Non-food credit,comprising loans to individuals,farmers and businesses rose Rs 29,598.79 crore,or 20.1%,to Rs 40 lakh crore during the fortnight ended 9 September 2011.
On a year-to-date basis,growth in non-food credit stood at 3.3% compared with 4.3% in the same period in 2010. Inflation forced 12 interest rate increases since March 2010. Companies claim their output growth collapsed as higher interest rates deter consumers from buying.The index of industrial production (IIP) slowed to 3.3% in July from 8.8% in June 2011. However,excluding capital goods,the growth of IIP was higher at 6.7% in July compared with 4.4% in June.
Analysts mentioned that considering money was expensive, the central bank in a bid to curb demand was killing growth. Some of the loan growth numbers could be unpaid interest,which is piling up as loans in banks books as it often happens when business growth is slow.

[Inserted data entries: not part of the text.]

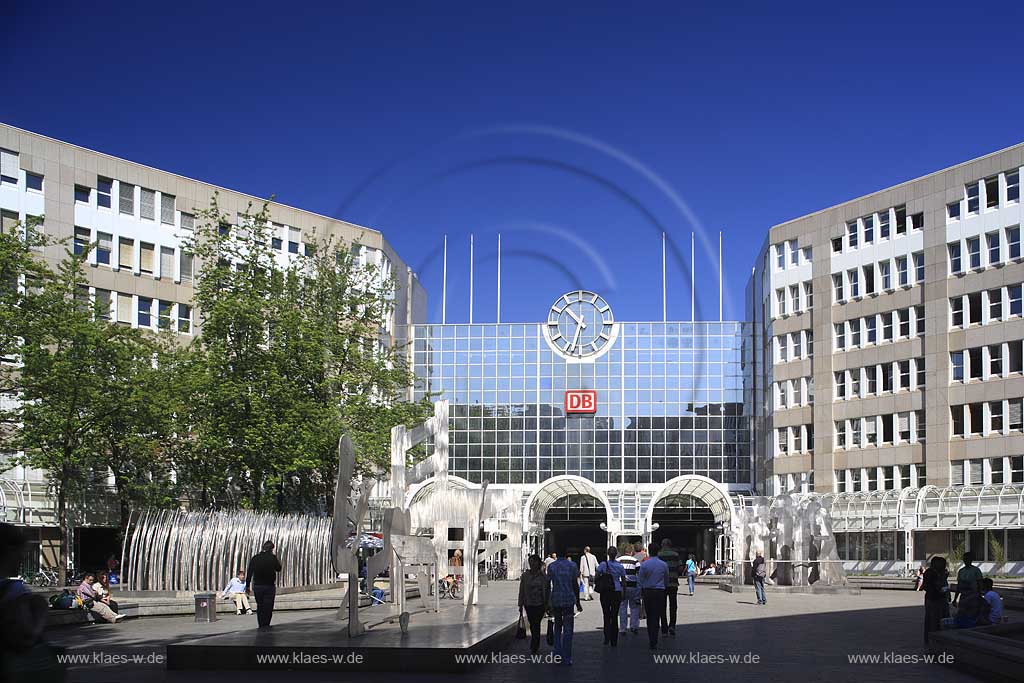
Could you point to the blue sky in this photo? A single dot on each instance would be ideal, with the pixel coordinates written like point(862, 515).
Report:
point(579, 133)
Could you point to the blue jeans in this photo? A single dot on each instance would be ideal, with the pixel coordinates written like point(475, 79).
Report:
point(564, 620)
point(759, 590)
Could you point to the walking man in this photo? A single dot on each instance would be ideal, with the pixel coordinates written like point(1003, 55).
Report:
point(652, 575)
point(262, 579)
point(588, 569)
point(760, 570)
point(671, 558)
point(564, 578)
point(630, 606)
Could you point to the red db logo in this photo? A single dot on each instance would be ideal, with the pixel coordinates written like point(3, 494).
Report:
point(581, 400)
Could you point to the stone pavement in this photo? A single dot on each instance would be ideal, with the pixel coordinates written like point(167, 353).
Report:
point(806, 638)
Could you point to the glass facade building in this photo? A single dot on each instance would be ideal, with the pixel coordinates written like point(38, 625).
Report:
point(670, 400)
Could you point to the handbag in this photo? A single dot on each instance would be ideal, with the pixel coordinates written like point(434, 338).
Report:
point(520, 632)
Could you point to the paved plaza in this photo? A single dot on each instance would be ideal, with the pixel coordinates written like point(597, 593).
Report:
point(795, 638)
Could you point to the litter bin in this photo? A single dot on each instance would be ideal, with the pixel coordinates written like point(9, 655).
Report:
point(206, 607)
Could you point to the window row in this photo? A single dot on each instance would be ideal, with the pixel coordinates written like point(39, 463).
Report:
point(794, 393)
point(137, 311)
point(987, 418)
point(1001, 188)
point(876, 380)
point(987, 306)
point(970, 253)
point(984, 363)
point(878, 227)
point(10, 172)
point(794, 439)
point(890, 477)
point(891, 429)
point(134, 256)
point(796, 299)
point(794, 346)
point(987, 471)
point(886, 327)
point(788, 254)
point(883, 276)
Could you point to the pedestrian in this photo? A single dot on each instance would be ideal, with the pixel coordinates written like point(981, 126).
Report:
point(651, 577)
point(535, 592)
point(611, 584)
point(588, 570)
point(760, 569)
point(564, 578)
point(629, 608)
point(691, 572)
point(262, 577)
point(936, 595)
point(671, 558)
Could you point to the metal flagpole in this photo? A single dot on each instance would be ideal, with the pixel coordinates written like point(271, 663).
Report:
point(499, 278)
point(470, 278)
point(693, 266)
point(444, 285)
point(664, 309)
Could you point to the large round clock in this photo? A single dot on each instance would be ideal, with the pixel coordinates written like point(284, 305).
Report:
point(580, 325)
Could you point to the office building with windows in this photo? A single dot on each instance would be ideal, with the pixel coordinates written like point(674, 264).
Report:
point(136, 218)
point(888, 353)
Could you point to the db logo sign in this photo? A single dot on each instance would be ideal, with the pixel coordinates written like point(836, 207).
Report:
point(581, 400)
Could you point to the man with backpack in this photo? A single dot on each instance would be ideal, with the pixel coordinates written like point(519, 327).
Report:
point(760, 569)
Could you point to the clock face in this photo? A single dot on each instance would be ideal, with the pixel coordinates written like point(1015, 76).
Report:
point(580, 324)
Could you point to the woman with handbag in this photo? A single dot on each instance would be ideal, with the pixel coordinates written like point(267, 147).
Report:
point(609, 584)
point(534, 593)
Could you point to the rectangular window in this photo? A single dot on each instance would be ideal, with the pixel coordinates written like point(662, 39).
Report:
point(144, 312)
point(995, 360)
point(186, 267)
point(184, 318)
point(104, 246)
point(955, 265)
point(956, 364)
point(166, 209)
point(126, 198)
point(166, 262)
point(992, 241)
point(974, 252)
point(126, 253)
point(1015, 299)
point(956, 311)
point(146, 204)
point(146, 257)
point(973, 199)
point(992, 191)
point(103, 188)
point(124, 308)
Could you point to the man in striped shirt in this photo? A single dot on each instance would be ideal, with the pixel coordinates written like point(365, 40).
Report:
point(630, 606)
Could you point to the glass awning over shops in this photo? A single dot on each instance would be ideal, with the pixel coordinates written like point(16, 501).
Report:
point(928, 508)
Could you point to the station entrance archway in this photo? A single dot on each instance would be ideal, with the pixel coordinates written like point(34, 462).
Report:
point(695, 513)
point(567, 513)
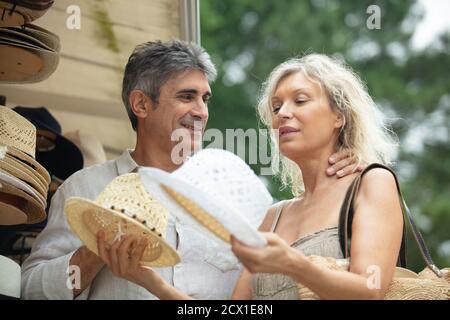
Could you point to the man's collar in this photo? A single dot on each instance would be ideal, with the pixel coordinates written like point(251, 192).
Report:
point(125, 163)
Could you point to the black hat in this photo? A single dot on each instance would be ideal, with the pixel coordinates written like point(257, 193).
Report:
point(65, 158)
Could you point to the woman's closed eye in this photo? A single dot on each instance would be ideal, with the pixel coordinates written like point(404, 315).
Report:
point(300, 101)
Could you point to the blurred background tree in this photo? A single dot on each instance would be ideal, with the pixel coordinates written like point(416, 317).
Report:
point(248, 38)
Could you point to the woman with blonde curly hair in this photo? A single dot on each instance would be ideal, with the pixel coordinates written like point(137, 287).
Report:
point(318, 106)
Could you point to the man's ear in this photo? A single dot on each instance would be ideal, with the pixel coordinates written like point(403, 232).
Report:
point(140, 103)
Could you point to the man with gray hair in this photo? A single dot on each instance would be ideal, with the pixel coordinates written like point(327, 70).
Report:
point(165, 88)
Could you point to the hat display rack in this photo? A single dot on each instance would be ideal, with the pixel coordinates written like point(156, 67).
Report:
point(28, 54)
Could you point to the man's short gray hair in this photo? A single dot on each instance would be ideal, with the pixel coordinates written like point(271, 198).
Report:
point(152, 63)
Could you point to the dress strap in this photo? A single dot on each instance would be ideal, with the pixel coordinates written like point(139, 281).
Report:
point(279, 209)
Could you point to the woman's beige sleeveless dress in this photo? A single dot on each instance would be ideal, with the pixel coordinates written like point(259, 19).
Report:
point(324, 242)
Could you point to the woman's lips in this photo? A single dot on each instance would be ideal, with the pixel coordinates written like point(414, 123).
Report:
point(285, 131)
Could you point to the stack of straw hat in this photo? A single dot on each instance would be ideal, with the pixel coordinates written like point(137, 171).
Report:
point(28, 53)
point(23, 181)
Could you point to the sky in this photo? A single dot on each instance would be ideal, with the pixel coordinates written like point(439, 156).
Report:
point(436, 20)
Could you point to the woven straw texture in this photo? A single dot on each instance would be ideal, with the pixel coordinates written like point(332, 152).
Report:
point(123, 207)
point(15, 182)
point(15, 170)
point(29, 205)
point(406, 284)
point(17, 132)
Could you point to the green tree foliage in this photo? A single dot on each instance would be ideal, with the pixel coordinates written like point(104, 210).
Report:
point(248, 38)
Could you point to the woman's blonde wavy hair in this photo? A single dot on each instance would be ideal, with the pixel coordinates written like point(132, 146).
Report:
point(364, 133)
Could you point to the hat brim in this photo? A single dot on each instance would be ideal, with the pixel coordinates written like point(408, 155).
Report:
point(80, 216)
point(10, 215)
point(31, 207)
point(11, 180)
point(15, 170)
point(190, 204)
point(50, 63)
point(29, 170)
point(30, 161)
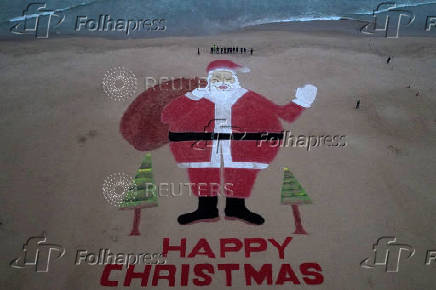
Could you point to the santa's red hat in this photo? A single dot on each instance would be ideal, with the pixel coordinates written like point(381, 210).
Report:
point(226, 65)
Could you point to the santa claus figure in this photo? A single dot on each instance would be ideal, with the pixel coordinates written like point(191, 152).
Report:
point(224, 134)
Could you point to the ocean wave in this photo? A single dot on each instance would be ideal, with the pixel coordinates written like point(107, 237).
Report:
point(292, 19)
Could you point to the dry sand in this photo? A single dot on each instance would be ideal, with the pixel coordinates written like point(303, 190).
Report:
point(381, 184)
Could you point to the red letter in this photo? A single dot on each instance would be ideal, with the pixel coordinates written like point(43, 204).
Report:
point(318, 278)
point(259, 276)
point(170, 277)
point(132, 275)
point(199, 271)
point(185, 275)
point(224, 248)
point(104, 280)
point(228, 268)
point(286, 274)
point(281, 248)
point(248, 248)
point(202, 243)
point(166, 247)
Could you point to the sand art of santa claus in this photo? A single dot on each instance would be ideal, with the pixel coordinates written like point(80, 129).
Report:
point(214, 132)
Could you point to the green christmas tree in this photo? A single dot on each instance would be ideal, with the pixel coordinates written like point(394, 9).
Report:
point(142, 194)
point(292, 193)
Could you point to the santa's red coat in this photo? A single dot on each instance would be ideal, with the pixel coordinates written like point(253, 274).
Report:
point(250, 113)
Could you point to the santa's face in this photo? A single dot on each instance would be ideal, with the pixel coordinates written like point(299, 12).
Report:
point(222, 80)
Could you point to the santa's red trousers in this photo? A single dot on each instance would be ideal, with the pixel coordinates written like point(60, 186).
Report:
point(237, 182)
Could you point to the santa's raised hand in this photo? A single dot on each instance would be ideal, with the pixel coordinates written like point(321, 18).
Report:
point(305, 96)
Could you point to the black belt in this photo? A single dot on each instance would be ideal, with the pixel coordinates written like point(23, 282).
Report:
point(196, 136)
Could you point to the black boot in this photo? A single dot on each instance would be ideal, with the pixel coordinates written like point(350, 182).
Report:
point(235, 208)
point(207, 210)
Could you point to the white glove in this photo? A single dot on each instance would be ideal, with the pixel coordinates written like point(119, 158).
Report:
point(305, 95)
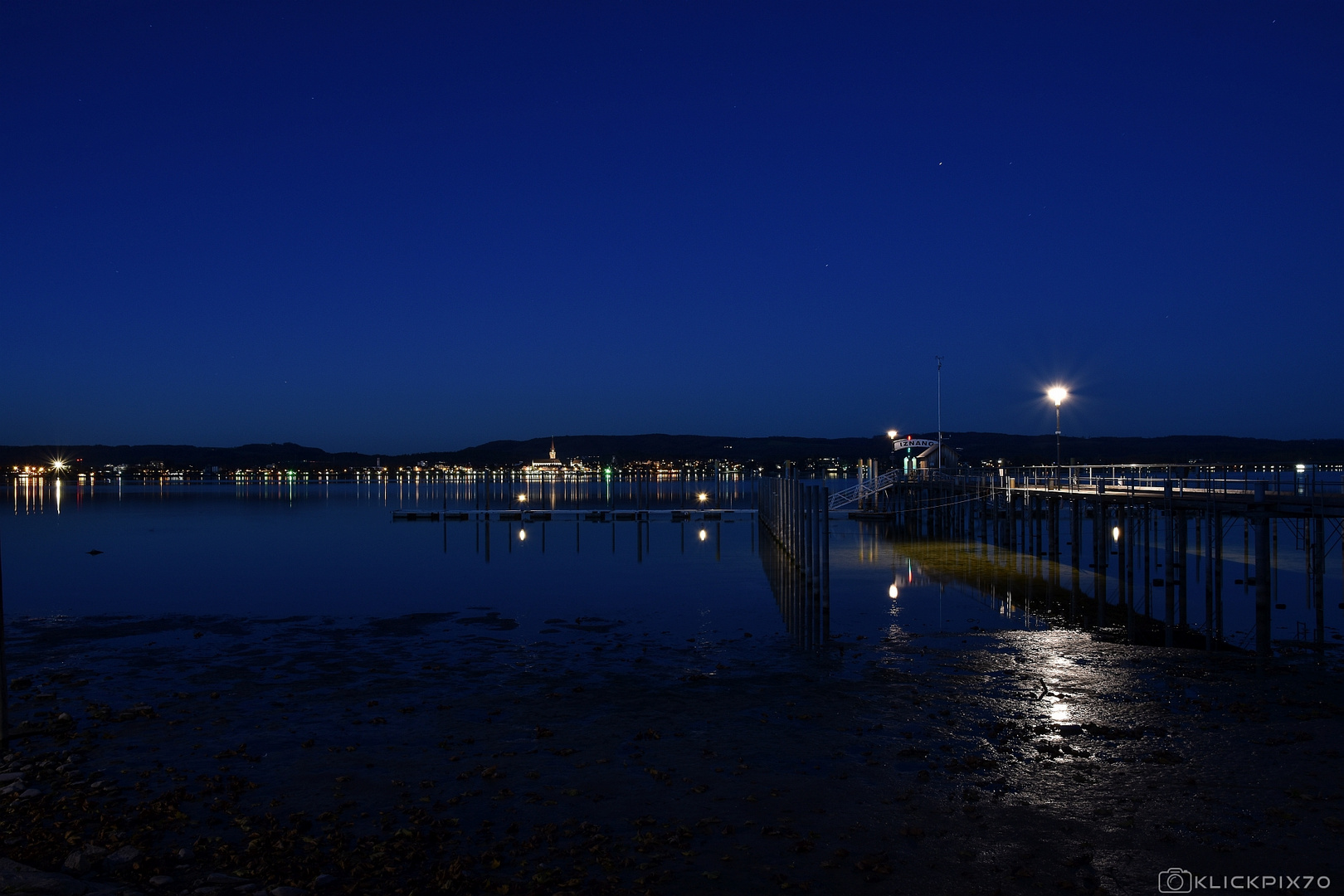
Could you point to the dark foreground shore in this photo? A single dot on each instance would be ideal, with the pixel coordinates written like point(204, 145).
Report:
point(441, 754)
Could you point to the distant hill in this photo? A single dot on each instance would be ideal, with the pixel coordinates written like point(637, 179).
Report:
point(975, 448)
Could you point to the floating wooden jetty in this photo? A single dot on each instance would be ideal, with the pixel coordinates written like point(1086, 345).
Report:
point(797, 555)
point(424, 514)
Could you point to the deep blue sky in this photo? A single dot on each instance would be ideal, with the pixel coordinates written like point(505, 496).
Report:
point(409, 227)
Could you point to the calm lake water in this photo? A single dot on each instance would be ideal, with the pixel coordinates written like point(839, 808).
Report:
point(241, 659)
point(332, 548)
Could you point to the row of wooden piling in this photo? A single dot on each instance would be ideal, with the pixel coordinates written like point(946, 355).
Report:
point(1122, 527)
point(797, 555)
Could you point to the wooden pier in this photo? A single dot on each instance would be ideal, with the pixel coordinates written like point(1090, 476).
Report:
point(1121, 512)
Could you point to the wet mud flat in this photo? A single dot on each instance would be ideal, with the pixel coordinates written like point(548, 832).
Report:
point(459, 752)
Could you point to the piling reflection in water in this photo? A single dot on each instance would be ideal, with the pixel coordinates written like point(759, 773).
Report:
point(796, 555)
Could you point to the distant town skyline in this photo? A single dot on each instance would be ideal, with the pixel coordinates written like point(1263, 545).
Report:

Advance tax numbers for the September quarter for the top 100 companies have risen 9.9%,indicating a slowdown.Monetary policy makers at the central bank are of the opinion that rising raw material costs and interest charges eroded profitability but did not slow demand. Wholesale price index (WPI) showed that manufacturing prices were rising as companies passed on increased input prices.
Banks followed the central bank in raising rates.About 45 scheduled commercial banks raised their base rates by 25-100 basis points after the July 2011 review.Consequently,the model base rate of banks rose to 10.75% in August from 10.25 in July.